In fact, Cerasoli only appears to use "[t]he history of the common law interpretation of the Act [as] further support to [its] conclusion that the unappealed conference order of denial precludes further litigation for this date of injury." Id. at 270. It cites no less than seven cases seemingly supporting this claim. Those cases, dating from 1924 to 1967 (such as Mozetski's Case, 299 Mass. 370, 373 (1938)), add nothing to the analysis of what conference orders denying payment mean. This is because conference orders did not exist when those opinions were written! The Cerasoli string cite of cases that addresses the impact of hearing decisions and approved agreements actually proves only one thing: Communis error facit jus. ("Common error, repeated many times, makes law.")

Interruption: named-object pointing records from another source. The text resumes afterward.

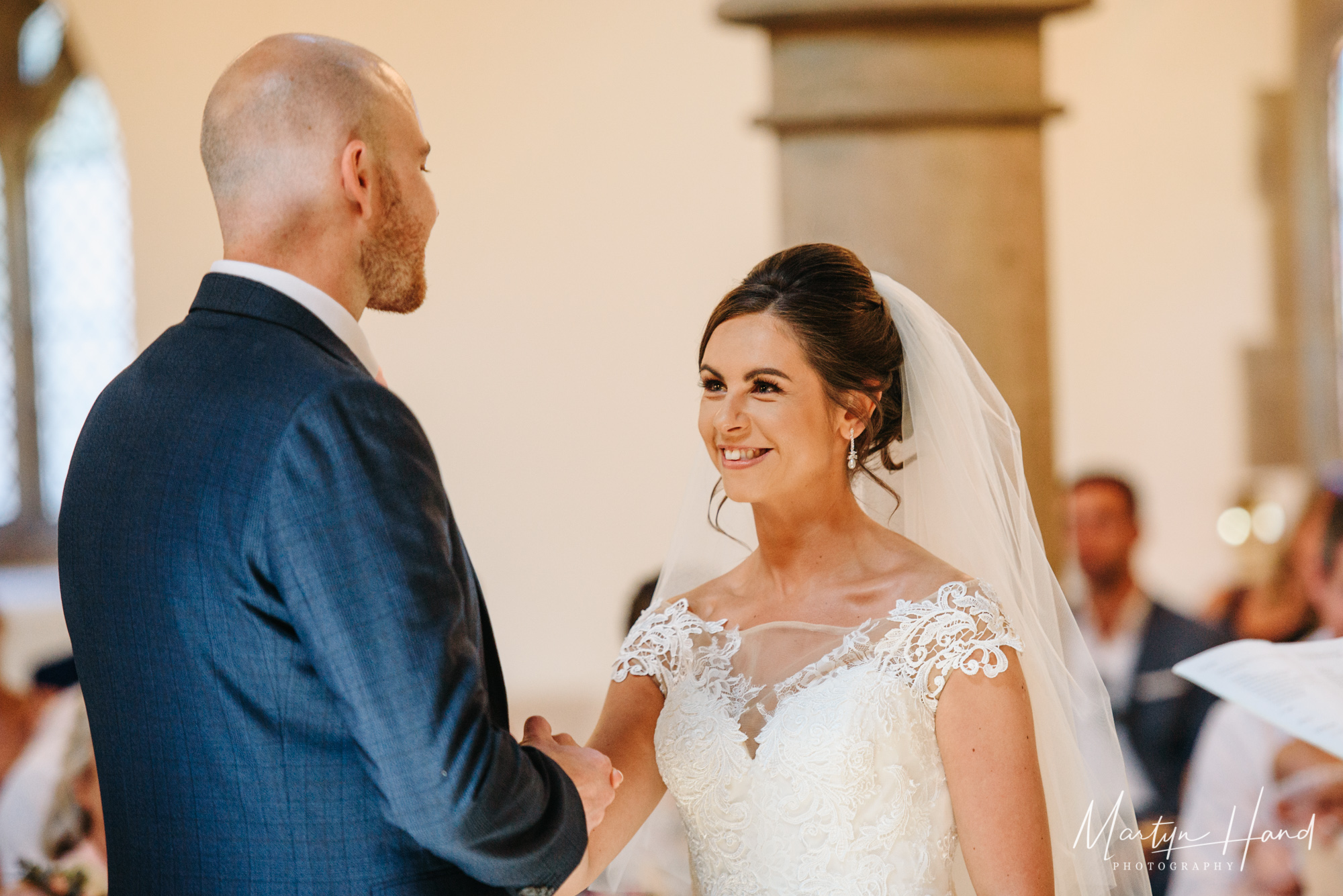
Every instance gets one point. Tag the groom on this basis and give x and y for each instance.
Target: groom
(289, 670)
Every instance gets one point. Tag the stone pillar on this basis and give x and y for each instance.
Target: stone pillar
(911, 133)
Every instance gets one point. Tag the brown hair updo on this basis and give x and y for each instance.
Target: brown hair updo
(827, 298)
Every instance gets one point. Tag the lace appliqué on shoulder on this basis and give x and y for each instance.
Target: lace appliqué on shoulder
(964, 628)
(661, 644)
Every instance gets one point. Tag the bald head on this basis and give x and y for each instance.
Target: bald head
(281, 113)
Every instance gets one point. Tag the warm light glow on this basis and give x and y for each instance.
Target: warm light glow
(1270, 522)
(1235, 525)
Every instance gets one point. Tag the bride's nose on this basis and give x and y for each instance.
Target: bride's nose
(733, 417)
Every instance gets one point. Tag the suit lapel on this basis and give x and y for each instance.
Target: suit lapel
(246, 298)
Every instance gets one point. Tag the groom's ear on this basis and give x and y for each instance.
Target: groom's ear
(355, 175)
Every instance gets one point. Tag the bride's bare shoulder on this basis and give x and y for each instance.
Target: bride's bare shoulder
(919, 572)
(718, 597)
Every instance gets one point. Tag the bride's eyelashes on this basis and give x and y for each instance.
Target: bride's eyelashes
(766, 387)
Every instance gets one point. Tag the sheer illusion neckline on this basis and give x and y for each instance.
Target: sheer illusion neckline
(902, 604)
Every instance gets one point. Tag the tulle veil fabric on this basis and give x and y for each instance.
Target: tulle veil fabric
(964, 497)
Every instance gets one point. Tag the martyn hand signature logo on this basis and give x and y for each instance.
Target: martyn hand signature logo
(1166, 838)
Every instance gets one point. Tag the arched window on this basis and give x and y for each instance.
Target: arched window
(66, 286)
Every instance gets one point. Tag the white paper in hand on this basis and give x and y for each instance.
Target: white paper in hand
(1297, 687)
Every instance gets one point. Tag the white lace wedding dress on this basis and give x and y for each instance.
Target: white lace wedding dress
(804, 757)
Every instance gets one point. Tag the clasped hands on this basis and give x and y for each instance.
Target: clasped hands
(590, 770)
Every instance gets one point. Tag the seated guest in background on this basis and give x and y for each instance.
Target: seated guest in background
(18, 719)
(1134, 643)
(75, 840)
(1240, 757)
(1279, 609)
(657, 860)
(28, 791)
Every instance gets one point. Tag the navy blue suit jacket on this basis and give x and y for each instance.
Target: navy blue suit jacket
(289, 670)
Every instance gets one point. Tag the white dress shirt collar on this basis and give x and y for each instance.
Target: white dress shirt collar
(323, 306)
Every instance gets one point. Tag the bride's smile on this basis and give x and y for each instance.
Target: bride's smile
(766, 417)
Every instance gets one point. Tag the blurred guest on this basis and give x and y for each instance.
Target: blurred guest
(28, 792)
(1238, 760)
(75, 840)
(18, 719)
(1134, 643)
(1281, 608)
(657, 860)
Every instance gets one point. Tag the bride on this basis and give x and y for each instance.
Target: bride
(851, 679)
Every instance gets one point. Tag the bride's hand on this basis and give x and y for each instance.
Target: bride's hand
(590, 770)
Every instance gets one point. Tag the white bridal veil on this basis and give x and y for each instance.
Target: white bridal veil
(964, 497)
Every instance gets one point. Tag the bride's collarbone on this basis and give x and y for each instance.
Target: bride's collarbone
(844, 605)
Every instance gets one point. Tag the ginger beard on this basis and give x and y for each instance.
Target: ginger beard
(393, 258)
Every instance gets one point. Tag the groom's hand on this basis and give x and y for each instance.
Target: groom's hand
(590, 770)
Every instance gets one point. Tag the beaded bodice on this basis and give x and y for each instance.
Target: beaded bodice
(804, 758)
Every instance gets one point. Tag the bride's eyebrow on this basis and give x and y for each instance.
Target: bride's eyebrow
(768, 372)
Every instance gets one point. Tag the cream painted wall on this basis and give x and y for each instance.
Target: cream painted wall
(601, 187)
(1160, 260)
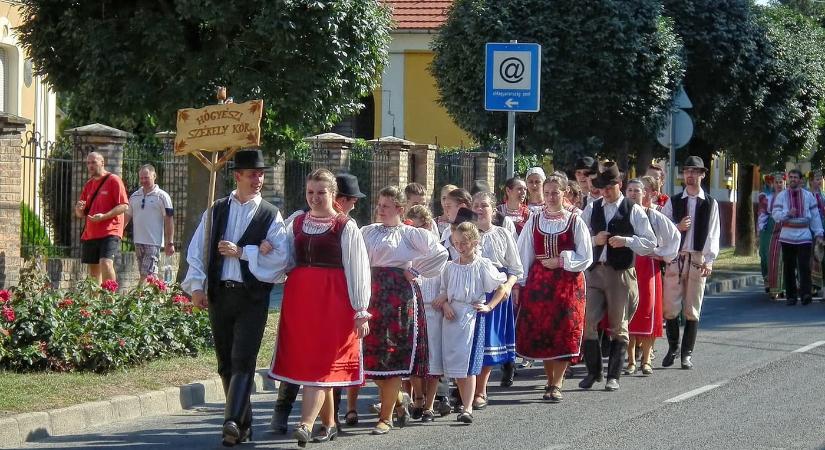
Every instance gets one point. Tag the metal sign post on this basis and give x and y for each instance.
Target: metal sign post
(512, 83)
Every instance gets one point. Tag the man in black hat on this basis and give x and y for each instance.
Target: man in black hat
(233, 278)
(348, 192)
(696, 215)
(620, 230)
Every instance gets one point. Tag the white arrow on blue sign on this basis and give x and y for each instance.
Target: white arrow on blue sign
(512, 78)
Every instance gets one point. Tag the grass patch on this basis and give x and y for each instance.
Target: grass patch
(27, 392)
(728, 262)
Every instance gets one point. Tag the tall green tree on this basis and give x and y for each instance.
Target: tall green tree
(310, 60)
(609, 68)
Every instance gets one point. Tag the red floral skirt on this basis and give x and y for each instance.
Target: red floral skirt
(317, 344)
(397, 343)
(647, 321)
(550, 318)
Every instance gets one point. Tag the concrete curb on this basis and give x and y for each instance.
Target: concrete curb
(730, 284)
(26, 427)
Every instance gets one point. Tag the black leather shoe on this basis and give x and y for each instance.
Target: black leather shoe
(326, 434)
(302, 434)
(231, 434)
(672, 330)
(611, 385)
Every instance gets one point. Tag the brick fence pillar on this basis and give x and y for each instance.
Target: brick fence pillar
(423, 156)
(485, 168)
(330, 151)
(11, 194)
(99, 138)
(395, 168)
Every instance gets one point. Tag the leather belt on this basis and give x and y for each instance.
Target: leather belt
(231, 284)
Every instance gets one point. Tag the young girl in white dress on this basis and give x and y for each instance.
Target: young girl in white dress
(465, 282)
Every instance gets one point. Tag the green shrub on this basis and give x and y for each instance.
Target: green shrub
(95, 328)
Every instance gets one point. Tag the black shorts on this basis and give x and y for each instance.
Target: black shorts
(93, 250)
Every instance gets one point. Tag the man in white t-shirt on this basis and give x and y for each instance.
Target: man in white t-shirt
(150, 209)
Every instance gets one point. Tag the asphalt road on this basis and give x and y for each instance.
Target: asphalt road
(758, 383)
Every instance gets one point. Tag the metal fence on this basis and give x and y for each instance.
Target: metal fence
(53, 175)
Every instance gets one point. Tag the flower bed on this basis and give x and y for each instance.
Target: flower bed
(95, 328)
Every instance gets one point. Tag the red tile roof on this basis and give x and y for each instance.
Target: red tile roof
(419, 14)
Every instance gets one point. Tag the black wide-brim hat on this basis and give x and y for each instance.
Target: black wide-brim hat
(585, 163)
(608, 176)
(249, 159)
(348, 185)
(694, 162)
(464, 215)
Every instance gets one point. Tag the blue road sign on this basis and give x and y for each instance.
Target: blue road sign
(512, 77)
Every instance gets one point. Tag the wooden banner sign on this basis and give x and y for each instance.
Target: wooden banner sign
(219, 127)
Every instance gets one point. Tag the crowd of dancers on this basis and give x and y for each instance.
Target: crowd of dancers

It is time that we unmake this law and overrule Cerasoli.

Susan Maze-Rothstein
Administrative Law Judge


1 Putting "liability" in issue forced the employee to prove that she suffered an industrial injury arising out of and in the course of her employment.

2 We take judicial notice of the conference memorandum contained within the board file. Oral presentations made at conference are not transcribed, so the only records are the written submissions.